As someone that sold my primary residence 2.5 years ago and moved into my former rental, I have a few questions/comments.
I generally get the gist of the depreciation recapture tax, but one thing I haven't heard discussed is the distinction between the value of the property (land) and the value of the house.
My understanding is that the recapture tax only applies to the house as you cannot depreciate the land. So in my case where the neighborhood is in it's final stages of gentrification and the homes value is in the land, I could wind up paying next to nothing in recapture tax because the house has little or no value.
Is this correct?
Sort of correct.
The house value would need to DEPRECIATE at the same rate that you are claiming.
Example
Buy house for $1 million.
1) Land is worth $700k and house worth $300k according to appraisal at time of purchase.

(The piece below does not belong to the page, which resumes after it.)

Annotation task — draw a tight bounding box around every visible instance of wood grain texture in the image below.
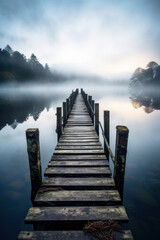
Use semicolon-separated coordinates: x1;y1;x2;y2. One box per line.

2) Depreciate 4% per year (on a 25 yr cycle... IDK what your depreciation rate is).. 4% x $300k = $12k the first year, $11,500 the second year, etc. (as the home decreases in value, 4%x that value decreases, too).
3) after 2 years you have depreciated $23,500.. On paper the house is values at $276,500 now, down from $300k
4) Sell property and home for $1.1 Million, net of all fees. New Appraisal states that the value is $290k for the home, and $810k for the land.
5) PAY INCOME TAX (at marginal rate, up to your max rate) on recapture of $290k - $276,500 = $3,500k... even though you showed the home dropped in value by $10k when you sold, you had depreciated it by more than that, so you have to pay the overage back in taxes.
6) Pay capital gains tax on ($1.1 Million - $1.0 million).